Nice looking place, by the way. If I'm ever in the neighborhood....


----------



## mainstation (May 25, 2011)

Anyone else thinking the Overlook Hotel?  
paging Jack Torrance.



Seriously, your commitment to that much wood and the work involved is commendable.  I wouldn't do it, personally. 

Good Luck.


----------



## wendell (May 26, 2011)

Neat to see what you are doing. Didn't make it through Como too many times but many, many trips through the Fairplay speed trap when I lived in Woodland Park and would head up skiing. Will never forget hitting a rain and hail storm one summer and holing up in the Fairplay Hotel. One of the coldest experiences of my life. Then got hailed on by another storm when I got to Divide.

I really miss Colorado!


----------



## Como (May 26, 2011)

Weird today, 3 layer morning, then about 1.00 it really warmed up, by 2 it was T Shirt weather, then as soon as the sun dipped below the horizon it dropped 20 degrees.

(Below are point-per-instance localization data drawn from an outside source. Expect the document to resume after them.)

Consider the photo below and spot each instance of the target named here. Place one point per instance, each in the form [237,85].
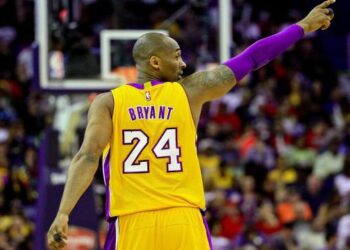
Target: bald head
[150,44]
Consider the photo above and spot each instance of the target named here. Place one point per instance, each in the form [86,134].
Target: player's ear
[154,62]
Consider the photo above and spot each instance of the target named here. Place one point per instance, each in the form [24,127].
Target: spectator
[329,162]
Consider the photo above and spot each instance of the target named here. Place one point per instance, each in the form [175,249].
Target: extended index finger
[325,4]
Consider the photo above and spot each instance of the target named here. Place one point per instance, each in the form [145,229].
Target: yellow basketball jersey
[151,162]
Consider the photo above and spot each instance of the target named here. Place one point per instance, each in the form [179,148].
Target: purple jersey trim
[141,86]
[156,82]
[136,85]
[106,168]
[208,233]
[110,243]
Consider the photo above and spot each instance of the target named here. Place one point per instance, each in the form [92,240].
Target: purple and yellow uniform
[151,171]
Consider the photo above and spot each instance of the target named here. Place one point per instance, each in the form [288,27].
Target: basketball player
[146,132]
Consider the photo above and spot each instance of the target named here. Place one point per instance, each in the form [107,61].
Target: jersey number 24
[165,147]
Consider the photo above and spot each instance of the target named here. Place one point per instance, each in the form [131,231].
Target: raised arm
[209,85]
[83,166]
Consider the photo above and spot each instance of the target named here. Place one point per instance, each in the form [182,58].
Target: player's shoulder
[104,101]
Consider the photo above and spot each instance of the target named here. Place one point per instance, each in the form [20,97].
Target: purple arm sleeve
[263,51]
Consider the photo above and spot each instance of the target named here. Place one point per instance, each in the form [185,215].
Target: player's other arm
[83,166]
[209,85]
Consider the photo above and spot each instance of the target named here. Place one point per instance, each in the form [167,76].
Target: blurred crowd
[273,152]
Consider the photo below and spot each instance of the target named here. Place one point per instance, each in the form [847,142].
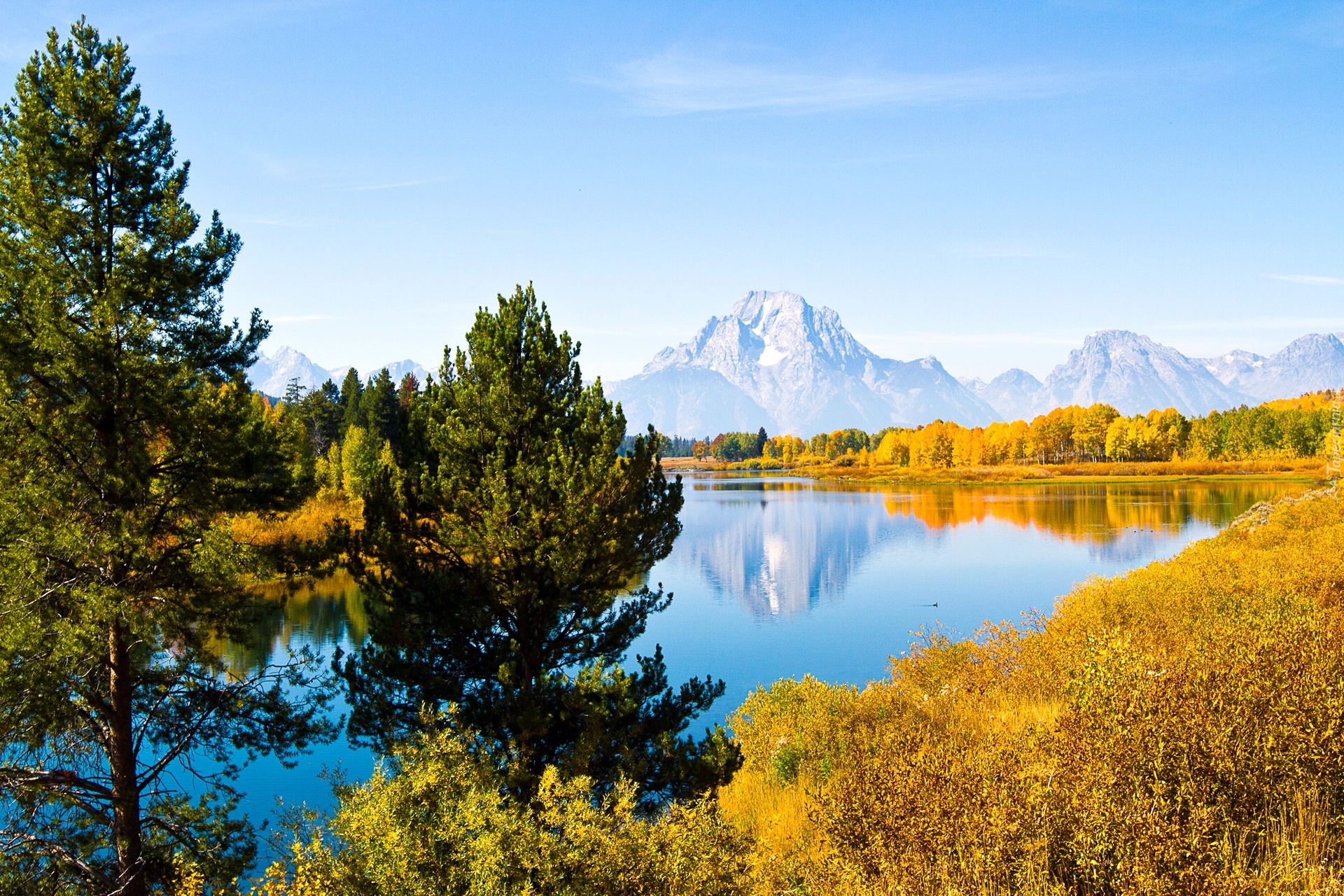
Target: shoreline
[1307,470]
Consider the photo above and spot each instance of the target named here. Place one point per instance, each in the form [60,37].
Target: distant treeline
[1282,429]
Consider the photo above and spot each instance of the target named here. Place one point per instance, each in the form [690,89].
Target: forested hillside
[1284,429]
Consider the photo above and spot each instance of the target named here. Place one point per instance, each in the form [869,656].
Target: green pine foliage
[504,550]
[128,438]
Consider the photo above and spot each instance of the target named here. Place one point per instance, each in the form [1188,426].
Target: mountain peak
[1133,374]
[794,365]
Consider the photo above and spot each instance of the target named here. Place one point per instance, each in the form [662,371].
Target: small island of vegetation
[1176,729]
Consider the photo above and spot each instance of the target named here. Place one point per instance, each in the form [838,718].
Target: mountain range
[272,374]
[777,362]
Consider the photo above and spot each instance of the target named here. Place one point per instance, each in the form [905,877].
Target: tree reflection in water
[781,546]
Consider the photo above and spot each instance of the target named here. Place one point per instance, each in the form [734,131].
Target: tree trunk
[121,757]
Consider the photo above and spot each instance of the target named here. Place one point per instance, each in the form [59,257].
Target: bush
[437,821]
[1170,731]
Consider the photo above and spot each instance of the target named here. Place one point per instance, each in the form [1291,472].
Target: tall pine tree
[504,567]
[128,438]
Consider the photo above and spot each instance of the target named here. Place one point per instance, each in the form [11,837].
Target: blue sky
[986,183]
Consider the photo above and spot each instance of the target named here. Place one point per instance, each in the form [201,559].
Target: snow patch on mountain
[1307,365]
[272,374]
[802,372]
[1135,375]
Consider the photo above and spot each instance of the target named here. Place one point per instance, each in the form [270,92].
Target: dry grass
[1171,731]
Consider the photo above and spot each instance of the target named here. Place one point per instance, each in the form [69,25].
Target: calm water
[781,577]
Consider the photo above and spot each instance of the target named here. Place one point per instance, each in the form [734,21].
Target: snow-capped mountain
[398,370]
[792,368]
[272,374]
[1011,394]
[1307,365]
[1135,375]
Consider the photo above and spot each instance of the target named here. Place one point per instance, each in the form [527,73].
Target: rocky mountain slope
[272,374]
[790,367]
[1011,394]
[1307,365]
[1133,374]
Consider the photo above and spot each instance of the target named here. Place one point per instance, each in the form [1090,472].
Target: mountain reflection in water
[783,546]
[780,577]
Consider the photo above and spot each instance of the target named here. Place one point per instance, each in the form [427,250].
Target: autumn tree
[128,438]
[504,564]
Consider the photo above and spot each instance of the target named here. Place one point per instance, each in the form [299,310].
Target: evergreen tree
[503,571]
[379,406]
[351,390]
[323,413]
[128,438]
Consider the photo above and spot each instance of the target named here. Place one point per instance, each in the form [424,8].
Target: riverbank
[1296,469]
[1167,731]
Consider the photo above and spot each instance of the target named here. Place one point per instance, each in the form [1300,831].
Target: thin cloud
[678,83]
[1310,280]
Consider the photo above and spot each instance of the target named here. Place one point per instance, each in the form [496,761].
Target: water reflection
[780,577]
[784,546]
[323,614]
[781,547]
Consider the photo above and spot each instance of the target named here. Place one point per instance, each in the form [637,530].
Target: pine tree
[351,391]
[503,573]
[128,438]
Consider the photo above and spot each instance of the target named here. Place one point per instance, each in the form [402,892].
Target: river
[777,577]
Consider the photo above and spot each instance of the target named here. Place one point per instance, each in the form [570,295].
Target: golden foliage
[1171,731]
[309,524]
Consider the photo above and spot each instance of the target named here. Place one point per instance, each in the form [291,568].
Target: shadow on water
[321,614]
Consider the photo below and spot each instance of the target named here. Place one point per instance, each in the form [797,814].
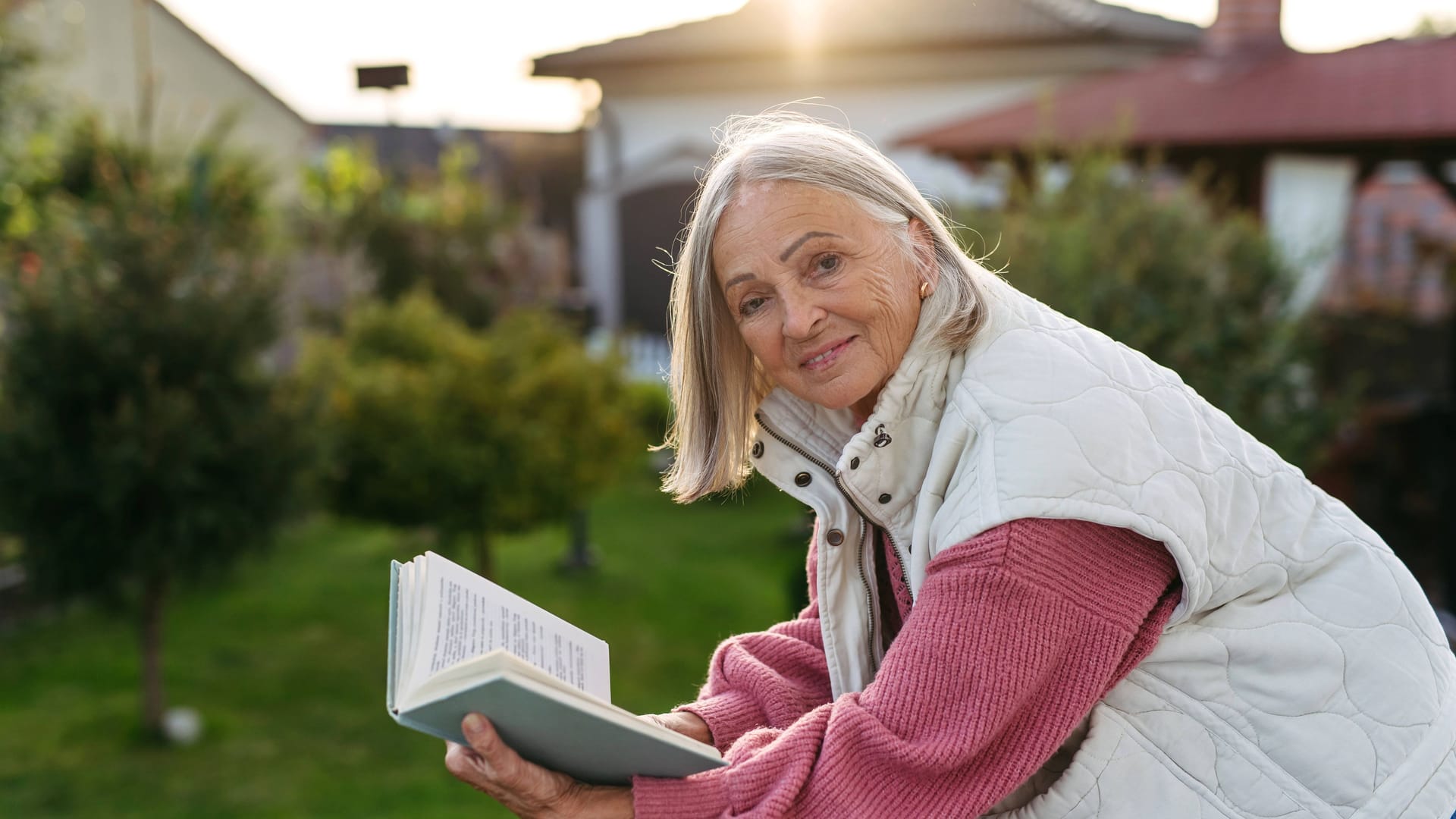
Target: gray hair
[715,382]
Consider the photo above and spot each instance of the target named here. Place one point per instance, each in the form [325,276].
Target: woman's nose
[801,314]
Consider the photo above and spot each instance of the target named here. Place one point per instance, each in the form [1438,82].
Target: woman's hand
[685,723]
[526,789]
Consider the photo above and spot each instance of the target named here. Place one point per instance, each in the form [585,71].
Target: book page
[463,615]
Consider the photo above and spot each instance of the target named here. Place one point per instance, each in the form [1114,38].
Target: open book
[459,643]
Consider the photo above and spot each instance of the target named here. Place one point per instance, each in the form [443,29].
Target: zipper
[864,521]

The weird bit was the T Shirt element.

PS Work out the Propane cost! Ouch.


----------



## wendell (May 26, 2011)

You live in South Park and you are surprised by that why?  :lol:


----------



## Como (May 26, 2011)

Surprised that I could get away with a T Shirt in May, today is the same temperature, but the wind blowing, so at least one more layer on the West side of the building than the East.

PS Our South Park is that South Park.


----------



## wendell (May 26, 2011)

Como said:
			
		

> PS Our South Park is that South Park.



I know.  :lol:


----------